For reference, on Irish Wikipedia since 2020 the deletion rate for articles created with Content Translation is much smaller than for articles that are created from scratch: 1.3% of the translations created with Content Translation are deleted, while 5.4% of articles created without content translation. So it is a bit unclear which is the rationale to limit the possibility to translate to newcomers, leaving them as an alternative a path where they are less likely to succeed.

monthly-rate-of-deleted-translations-2023-09-22T12-22-10.051Z.jpg (400×987 px, 52 KB)

Looking at the number of translations over time, there seems to be a spike of activity in the June-September 2022 period where less experienced users participated more than usual. It would be interesting to hear if anyone in the community has a sense of what may have generated such spike (in some cases these are the result of contents or similar events)

monthly-translations-at-top-10-wikipedias-2023-09-22T12-22-02.543Z.jpg (376×987 px, 43 KB)

In conclusion, the data does not suggest that preventing access to the tool to less experienced users will have a big and/or positive impact. I'm ok for communities to adjust the tools in the best way to suit their needs, but I think the above information can be useful to have a better shared understanding on the translation activity at large.
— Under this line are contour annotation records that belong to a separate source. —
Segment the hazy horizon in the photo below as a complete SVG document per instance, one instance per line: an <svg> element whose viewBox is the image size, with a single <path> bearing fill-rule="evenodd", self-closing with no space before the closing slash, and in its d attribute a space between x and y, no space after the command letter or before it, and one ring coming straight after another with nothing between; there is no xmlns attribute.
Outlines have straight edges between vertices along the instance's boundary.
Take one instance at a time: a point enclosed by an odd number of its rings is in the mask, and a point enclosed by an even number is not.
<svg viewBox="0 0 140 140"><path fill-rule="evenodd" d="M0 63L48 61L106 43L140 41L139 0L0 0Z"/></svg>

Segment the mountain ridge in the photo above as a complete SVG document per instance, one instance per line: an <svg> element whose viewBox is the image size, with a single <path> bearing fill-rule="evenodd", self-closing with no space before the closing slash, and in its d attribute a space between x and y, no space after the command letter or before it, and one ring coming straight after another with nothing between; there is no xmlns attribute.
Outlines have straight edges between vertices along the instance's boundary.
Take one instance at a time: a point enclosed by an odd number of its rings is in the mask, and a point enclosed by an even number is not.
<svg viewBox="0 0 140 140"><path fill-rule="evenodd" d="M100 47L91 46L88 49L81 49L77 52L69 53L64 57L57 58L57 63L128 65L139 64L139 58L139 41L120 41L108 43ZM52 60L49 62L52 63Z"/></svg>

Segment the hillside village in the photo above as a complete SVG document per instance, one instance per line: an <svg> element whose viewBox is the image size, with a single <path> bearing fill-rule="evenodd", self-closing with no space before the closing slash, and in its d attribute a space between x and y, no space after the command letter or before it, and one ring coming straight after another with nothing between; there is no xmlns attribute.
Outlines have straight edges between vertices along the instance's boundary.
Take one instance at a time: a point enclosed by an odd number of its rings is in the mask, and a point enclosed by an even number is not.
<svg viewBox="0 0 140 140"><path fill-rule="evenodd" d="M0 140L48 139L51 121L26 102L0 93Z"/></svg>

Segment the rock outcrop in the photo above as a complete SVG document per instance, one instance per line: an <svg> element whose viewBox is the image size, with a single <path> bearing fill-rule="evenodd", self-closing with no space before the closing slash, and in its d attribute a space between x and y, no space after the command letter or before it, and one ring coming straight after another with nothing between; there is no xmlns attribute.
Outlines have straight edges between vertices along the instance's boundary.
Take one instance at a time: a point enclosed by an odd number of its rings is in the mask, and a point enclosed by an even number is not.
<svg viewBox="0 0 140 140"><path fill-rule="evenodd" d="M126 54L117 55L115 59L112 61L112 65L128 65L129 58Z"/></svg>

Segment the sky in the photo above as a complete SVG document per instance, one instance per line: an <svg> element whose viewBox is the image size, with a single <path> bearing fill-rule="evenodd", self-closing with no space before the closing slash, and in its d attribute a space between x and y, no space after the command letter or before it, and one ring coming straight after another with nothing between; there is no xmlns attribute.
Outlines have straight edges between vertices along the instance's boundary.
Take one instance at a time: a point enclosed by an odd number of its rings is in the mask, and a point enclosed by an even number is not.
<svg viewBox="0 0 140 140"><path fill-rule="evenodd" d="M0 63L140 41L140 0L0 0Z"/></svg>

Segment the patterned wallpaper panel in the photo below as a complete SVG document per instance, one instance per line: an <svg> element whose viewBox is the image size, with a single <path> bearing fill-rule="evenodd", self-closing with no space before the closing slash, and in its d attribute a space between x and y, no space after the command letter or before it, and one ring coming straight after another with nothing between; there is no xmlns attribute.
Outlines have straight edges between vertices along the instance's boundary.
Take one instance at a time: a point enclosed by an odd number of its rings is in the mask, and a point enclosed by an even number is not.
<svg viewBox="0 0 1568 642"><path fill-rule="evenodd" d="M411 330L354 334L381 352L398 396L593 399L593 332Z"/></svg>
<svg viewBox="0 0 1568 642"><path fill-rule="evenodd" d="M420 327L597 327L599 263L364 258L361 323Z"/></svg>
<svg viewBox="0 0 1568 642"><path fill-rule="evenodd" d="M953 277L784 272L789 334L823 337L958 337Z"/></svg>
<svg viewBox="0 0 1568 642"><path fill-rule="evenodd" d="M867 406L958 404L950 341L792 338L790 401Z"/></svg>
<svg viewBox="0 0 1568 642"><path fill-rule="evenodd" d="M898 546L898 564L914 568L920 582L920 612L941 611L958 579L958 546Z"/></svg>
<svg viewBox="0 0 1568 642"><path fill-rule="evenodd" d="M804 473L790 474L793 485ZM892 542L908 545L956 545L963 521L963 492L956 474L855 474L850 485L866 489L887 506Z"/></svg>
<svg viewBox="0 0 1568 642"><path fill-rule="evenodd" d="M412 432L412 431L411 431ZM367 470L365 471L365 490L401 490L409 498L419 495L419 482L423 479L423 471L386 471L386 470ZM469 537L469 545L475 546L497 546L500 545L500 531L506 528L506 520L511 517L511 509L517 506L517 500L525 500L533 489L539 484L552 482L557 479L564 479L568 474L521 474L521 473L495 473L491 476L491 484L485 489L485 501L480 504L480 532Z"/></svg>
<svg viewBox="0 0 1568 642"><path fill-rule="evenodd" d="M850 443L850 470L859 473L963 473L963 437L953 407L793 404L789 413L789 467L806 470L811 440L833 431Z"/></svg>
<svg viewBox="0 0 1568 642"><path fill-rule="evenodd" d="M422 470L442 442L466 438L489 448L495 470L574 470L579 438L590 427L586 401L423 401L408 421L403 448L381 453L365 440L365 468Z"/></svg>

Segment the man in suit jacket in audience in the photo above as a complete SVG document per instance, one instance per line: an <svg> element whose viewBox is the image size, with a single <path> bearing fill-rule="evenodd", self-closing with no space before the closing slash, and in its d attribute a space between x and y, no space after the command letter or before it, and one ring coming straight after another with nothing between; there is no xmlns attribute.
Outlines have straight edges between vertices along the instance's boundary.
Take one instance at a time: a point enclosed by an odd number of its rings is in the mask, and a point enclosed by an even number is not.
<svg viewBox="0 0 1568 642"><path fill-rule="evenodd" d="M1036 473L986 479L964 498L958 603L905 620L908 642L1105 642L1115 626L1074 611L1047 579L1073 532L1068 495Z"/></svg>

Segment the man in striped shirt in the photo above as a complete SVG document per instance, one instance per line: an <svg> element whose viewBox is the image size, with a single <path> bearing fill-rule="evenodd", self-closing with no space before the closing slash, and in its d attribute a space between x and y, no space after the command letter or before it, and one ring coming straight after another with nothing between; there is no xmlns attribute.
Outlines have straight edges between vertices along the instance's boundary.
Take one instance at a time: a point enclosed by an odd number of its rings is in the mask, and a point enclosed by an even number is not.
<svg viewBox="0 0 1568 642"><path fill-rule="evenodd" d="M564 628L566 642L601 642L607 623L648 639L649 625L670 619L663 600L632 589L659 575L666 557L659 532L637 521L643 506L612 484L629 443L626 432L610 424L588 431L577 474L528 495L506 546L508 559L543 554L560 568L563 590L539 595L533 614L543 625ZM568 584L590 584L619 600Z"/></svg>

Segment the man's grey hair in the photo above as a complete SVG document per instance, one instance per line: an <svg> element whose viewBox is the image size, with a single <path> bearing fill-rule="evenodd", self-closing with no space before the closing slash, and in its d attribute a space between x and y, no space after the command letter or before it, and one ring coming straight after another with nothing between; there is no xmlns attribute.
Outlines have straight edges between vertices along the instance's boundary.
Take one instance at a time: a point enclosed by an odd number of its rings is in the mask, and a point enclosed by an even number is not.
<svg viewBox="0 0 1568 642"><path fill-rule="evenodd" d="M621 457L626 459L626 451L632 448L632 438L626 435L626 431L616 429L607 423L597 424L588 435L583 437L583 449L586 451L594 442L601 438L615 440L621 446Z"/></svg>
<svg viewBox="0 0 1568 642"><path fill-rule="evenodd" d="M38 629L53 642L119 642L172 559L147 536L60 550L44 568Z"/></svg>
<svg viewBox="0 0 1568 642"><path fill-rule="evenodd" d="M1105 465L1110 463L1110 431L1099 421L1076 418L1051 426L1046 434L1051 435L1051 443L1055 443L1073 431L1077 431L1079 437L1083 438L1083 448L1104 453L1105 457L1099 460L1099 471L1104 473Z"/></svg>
Also, data may not be telling the whole story, so I'm totally happy to hear more about how translaiton tools are working from the community perspective and how to better support them.

MarcoAurelio changed the task status from Open to Stalled.Sep 28 2023, 10:44 AM
MarcoAurelio removed MarcoAurelio as the assignee of this task.

Removing myself as assignee and setting as stalled pending community discussion and Pau's analysis.

I'd like to get this issue back on track if possible. Alison had originally been shepherding it through this process, but she's been quiet on our Wikipedia the last several months.

I'm grateful for Pau's analysis above, but it indeed doesn't tell the full story. For example, deletion rate isn't a particularly good metric for us, certainly not historically. Up until a couple of years ago, the only articles the admins of the Irish Wikipedia would delete, more or less, were those that were clearly spam. A lot of machine translated content was left undeleted/unchanged. I delete those articles now when I come across them but there's a lot of pollution on the site. I think there's also a tendency among the experienced editors to work to bring new articles, even those clearly machine-translated, up to an acceptable standard instead of deleting. The upshot is that this creates a burden on the very small number of editors who have good enough Irish to do this kind of work — this is what led to the vote to disable the translation tool for newcomers.

What do I need to do to get this moving again?